Wanted

Timur Bekmambetov

BY Cam LindsayPublished Dec 10, 2008

In a year where the box office was dominated by comic adaptations, Wanted joined in on the fun, though oddly from outside the "super being" spectrum. Directed by Bekmambetov, the Russian mastermind behind the awe-inspiring visuals of the Night Watch franchise, Mark Millar and J.G. Jones's popular graphic novel hit the screen with its loud, aggressive and adrenaline-filled action intact. However, comic enthusiasts noticed there was a major twist put on the work of Millar and Jones, as Bekmambetov and his team of screenwriters altered the super villain arc for one focused solely on an underground league of hired assassins.

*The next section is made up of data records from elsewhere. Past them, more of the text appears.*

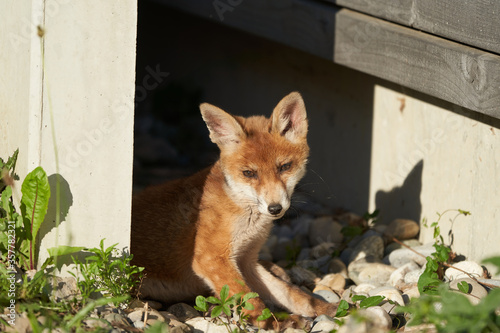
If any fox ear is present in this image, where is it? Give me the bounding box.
[200,103,245,149]
[271,92,307,143]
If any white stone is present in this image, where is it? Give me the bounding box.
[353,283,376,293]
[405,266,425,284]
[349,235,384,262]
[444,260,484,281]
[351,263,396,286]
[368,286,405,305]
[313,290,340,303]
[388,244,436,268]
[389,261,420,287]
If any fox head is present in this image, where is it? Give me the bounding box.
[200,92,309,219]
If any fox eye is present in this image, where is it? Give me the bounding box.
[243,170,257,178]
[278,162,292,172]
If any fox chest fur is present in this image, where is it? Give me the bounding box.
[131,93,336,326]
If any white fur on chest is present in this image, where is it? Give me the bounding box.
[231,208,273,260]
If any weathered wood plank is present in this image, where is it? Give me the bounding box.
[326,0,500,54]
[155,0,340,59]
[334,9,500,118]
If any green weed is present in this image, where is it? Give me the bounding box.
[194,285,272,333]
[70,239,144,305]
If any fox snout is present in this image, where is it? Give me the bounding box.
[267,203,283,215]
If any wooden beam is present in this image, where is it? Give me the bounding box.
[334,9,500,118]
[155,0,340,59]
[325,0,500,54]
[150,0,500,118]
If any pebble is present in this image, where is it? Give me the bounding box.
[402,284,420,303]
[127,309,144,323]
[384,219,420,241]
[353,283,376,295]
[368,286,405,305]
[21,202,494,333]
[313,290,340,303]
[384,244,436,268]
[349,235,384,262]
[328,258,347,278]
[384,239,422,256]
[444,260,484,281]
[134,320,144,328]
[44,271,81,303]
[309,216,344,247]
[310,320,339,333]
[404,266,425,284]
[318,273,345,291]
[167,303,200,321]
[288,265,319,286]
[348,259,396,287]
[389,261,420,287]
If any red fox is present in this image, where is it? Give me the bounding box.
[131,92,337,326]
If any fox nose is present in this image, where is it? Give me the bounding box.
[267,204,283,215]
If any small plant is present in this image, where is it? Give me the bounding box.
[71,239,144,302]
[194,285,272,333]
[351,295,385,309]
[397,278,500,333]
[417,209,470,295]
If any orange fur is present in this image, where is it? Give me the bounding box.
[131,93,337,322]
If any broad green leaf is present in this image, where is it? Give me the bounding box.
[222,305,231,317]
[47,245,85,257]
[257,308,272,321]
[207,296,221,304]
[243,292,259,302]
[340,226,363,237]
[243,302,255,311]
[210,305,223,318]
[194,295,208,312]
[359,296,385,308]
[21,167,50,268]
[417,269,441,295]
[351,295,366,302]
[457,281,469,294]
[5,148,19,171]
[0,186,12,215]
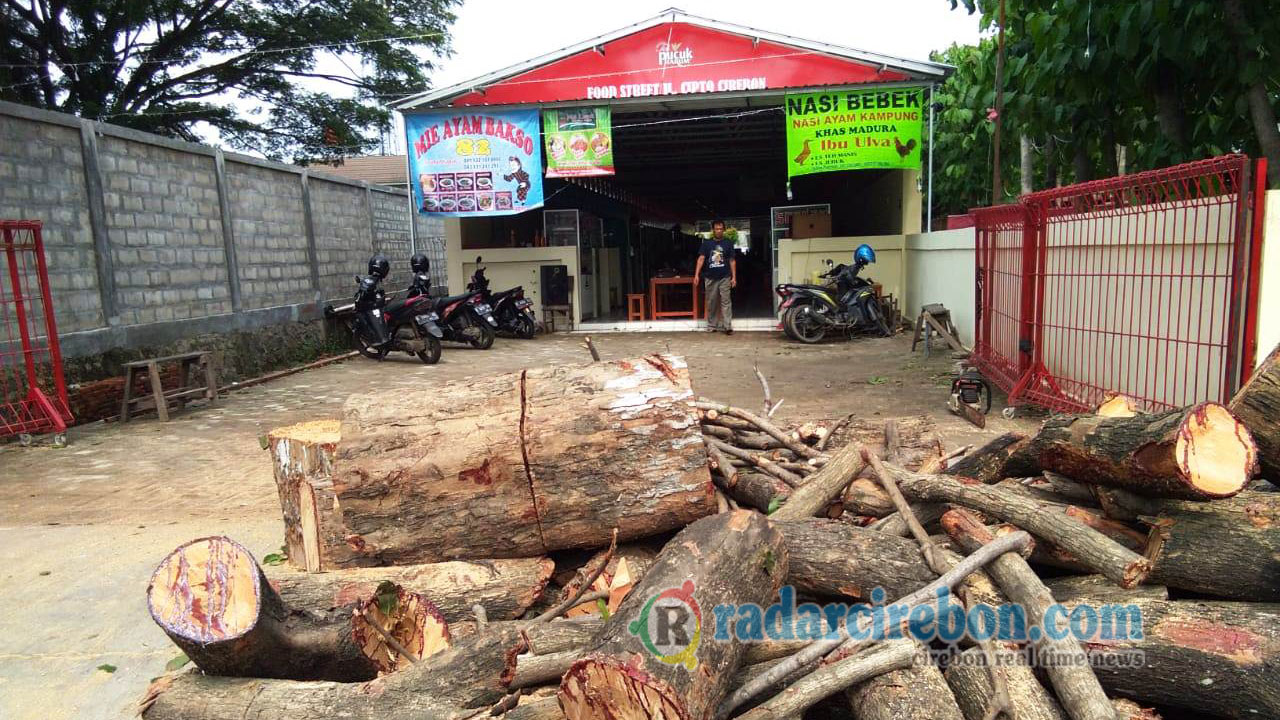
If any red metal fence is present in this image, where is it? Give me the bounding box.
[0,220,72,436]
[973,155,1266,413]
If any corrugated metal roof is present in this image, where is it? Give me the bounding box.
[314,155,408,186]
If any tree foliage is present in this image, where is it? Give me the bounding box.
[0,0,457,160]
[936,0,1280,217]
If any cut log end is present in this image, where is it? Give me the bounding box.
[147,537,262,644]
[351,587,453,673]
[1175,402,1257,497]
[559,656,689,720]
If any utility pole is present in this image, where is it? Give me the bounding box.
[991,0,1005,205]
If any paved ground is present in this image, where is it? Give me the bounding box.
[0,333,1028,720]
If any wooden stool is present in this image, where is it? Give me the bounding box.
[543,305,573,333]
[911,302,969,357]
[120,351,218,423]
[627,292,644,322]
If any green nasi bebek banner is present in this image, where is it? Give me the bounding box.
[787,87,924,178]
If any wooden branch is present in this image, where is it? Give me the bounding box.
[739,639,915,720]
[773,443,867,520]
[887,465,1151,588]
[942,510,1115,720]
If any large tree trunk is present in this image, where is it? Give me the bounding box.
[147,537,449,682]
[141,620,524,720]
[266,557,556,623]
[269,355,716,570]
[845,644,964,720]
[559,510,787,720]
[1064,597,1280,720]
[1228,338,1280,484]
[1016,402,1257,500]
[1090,491,1280,602]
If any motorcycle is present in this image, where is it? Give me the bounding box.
[324,274,443,365]
[467,256,538,340]
[774,246,890,343]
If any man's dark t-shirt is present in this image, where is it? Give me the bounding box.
[698,237,733,281]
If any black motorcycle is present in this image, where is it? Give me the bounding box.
[324,256,443,365]
[467,256,538,340]
[776,249,890,343]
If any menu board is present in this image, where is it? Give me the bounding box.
[786,87,924,178]
[404,110,543,217]
[543,106,613,178]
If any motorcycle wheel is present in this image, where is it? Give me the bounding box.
[782,304,827,345]
[415,328,442,365]
[516,313,538,340]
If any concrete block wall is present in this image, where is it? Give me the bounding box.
[0,101,432,420]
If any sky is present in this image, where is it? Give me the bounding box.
[371,0,978,151]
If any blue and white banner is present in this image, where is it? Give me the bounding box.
[404,108,543,212]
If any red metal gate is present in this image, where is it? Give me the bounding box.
[973,155,1266,413]
[0,220,72,436]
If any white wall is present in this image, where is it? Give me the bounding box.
[902,228,977,347]
[1257,190,1280,364]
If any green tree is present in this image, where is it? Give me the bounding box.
[0,0,457,160]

If you're unfamiliar with Wanted the comic, like me, you'll easily ignore such a major oversight, and if you can live with knowing such a major oversight exists, it doesn't affect how much of a rush Bekmambetov's first English-language feature is. The plot centres itself on the tedious life of Wesley (the always excellent James McAvoy), an anxiety-filled doormat of a bean counter who one day finds himself pulled into a dangerous, high octane world by the Fraternity, a 1,000-year-old league of assassins led by Sloan (Morgan Freeman) and his attractive gunslinger Fox (Angelina Jolie). Recruited to seek revenge on the killer of his long-lost father, Wesley's life goes from zero to 60 in a flash, but during his rigorous training he begins to discover that there's more to his induction than simple revenge. Wanted is all brawn and little brains, the kind of computer-enhanced flick that allows the viewer to forget searching for any sense of purpose and just take in the eye-popping, whiplash-inducing action sequences (corner-turning bullets, driving cars while lying on the hood - upside down, etc.) that are born of utter implausibility. Can it exist without CGI? Not without completely abandoning its strength, which is that logic was thrown out the window with innocent bystander number three on the catastrophic train derailing. With such a reliance on effects you'd expect featurettes up the wazoo but the single-disc version disappointingly comes with nothing (although there is a double-disc version), leaving little to those revisiting this movie, other than one more look at Jolie exiting the "healing tub," which for some is all that's required.